Smuggling drugs into Berlin prison an escalating problem
LANCASTER — The Coos County prosecutor and an investigator at the state prison in Berlin said Thursday that attempts to smuggle illegal drugs to inmates has become a constant problem.
No fewer than 10 people — inmates and their associates outside the prison gates — were indicted this month by a Coos County Superior Court grand jury on charges of trying to bring contraband into the Northern New Hampshire Correctional Facility in Berlin.
“It’s more and more frequent,” Coos County Attorney John McCormick said. “You would hope that when you go to prison you’d clean up a little bit and not carry on the same activity that sent you there in the first place. But it’s a problem, and we’re trying to deal with it.”
The charge is usually delivery of articles to prisoners, or maybe conspiracy to make that delivery, both Class B felonies punishable by 3½ to seven years in prison.
The smugglers are often relatives of inmates, said Tim Coulombe, the investigator at the Berlin prison. At least three of those charged this month are not inmates, at least not yet, he said.
Christine Banks, 40, of Nashua, Sheila Berube, 45, of Laconia, and Kimberly Hickey, 26, of Taunton, Mass., all tried to bring drugs in, according to the indictments. Banks allegedly tried to sneak in “items concealed in balloons” on July 14.
Berube is accused of buying and swallowing unspecified contraband, also in balloons, before visiting the prison in December 2012. She worked along with several of the others charged, according to one of her indictments.
Hickey’s role, also in December 2012, included “relaying messages between and among prisoners,” an indictment against her says.
The alleged smuggling attempts accounted for 18 of the 79 indictments the grand jury in Lancaster handed up on Dec. 6.
Also charged, were Sean Varney, Matthew Woodrow Peters, Robert W. Hickey, Ryan Grimes, Zachary Fry, Shane Berube and Linwood Antwine.
Though the particular drug involved was most often not specified in the indictments, buprenorphine was listed at least twice.
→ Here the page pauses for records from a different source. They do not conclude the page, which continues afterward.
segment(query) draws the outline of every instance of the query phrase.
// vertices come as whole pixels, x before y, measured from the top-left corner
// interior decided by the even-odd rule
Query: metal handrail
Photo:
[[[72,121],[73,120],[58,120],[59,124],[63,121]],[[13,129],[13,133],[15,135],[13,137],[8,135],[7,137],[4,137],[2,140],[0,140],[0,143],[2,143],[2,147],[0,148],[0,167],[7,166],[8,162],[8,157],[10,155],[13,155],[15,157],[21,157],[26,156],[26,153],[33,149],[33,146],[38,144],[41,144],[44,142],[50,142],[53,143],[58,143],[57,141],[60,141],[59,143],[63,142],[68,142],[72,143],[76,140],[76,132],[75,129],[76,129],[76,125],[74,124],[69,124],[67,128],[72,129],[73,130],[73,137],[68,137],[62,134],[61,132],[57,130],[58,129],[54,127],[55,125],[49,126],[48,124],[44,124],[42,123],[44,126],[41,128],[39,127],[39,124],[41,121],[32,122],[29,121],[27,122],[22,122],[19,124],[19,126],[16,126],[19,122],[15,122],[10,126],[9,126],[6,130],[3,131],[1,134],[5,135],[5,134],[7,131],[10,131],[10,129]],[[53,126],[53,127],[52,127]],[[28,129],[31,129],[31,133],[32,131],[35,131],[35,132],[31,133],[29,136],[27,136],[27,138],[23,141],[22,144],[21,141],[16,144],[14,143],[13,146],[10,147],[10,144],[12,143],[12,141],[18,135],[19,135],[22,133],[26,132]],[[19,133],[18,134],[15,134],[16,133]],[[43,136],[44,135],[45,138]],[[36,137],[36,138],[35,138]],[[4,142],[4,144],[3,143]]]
Both McCormick and Coulombe said that’s one they’re seeing most often these days. The Buprenorphine Information Center’s website says in its legal use, the drug is intended to help people discontinue the “misuse of opiates without experiencing withdrawal symptoms.” But the website cautions that buprenorphine itself “may be abused, particularly by individuals not addicted to opiates.”
And Coulombe said corrections personnel’s work got a good deal harder when the manufacturer switched the drug from tablet form to “sublingual strips” that can now be concealed and delivered to inmates much more easily.
Regarding the prevention of contraband as a whole, Coulombe said of inmates and their associates, “Whenever we find a way to stop it, they’ll try to find a way around it.”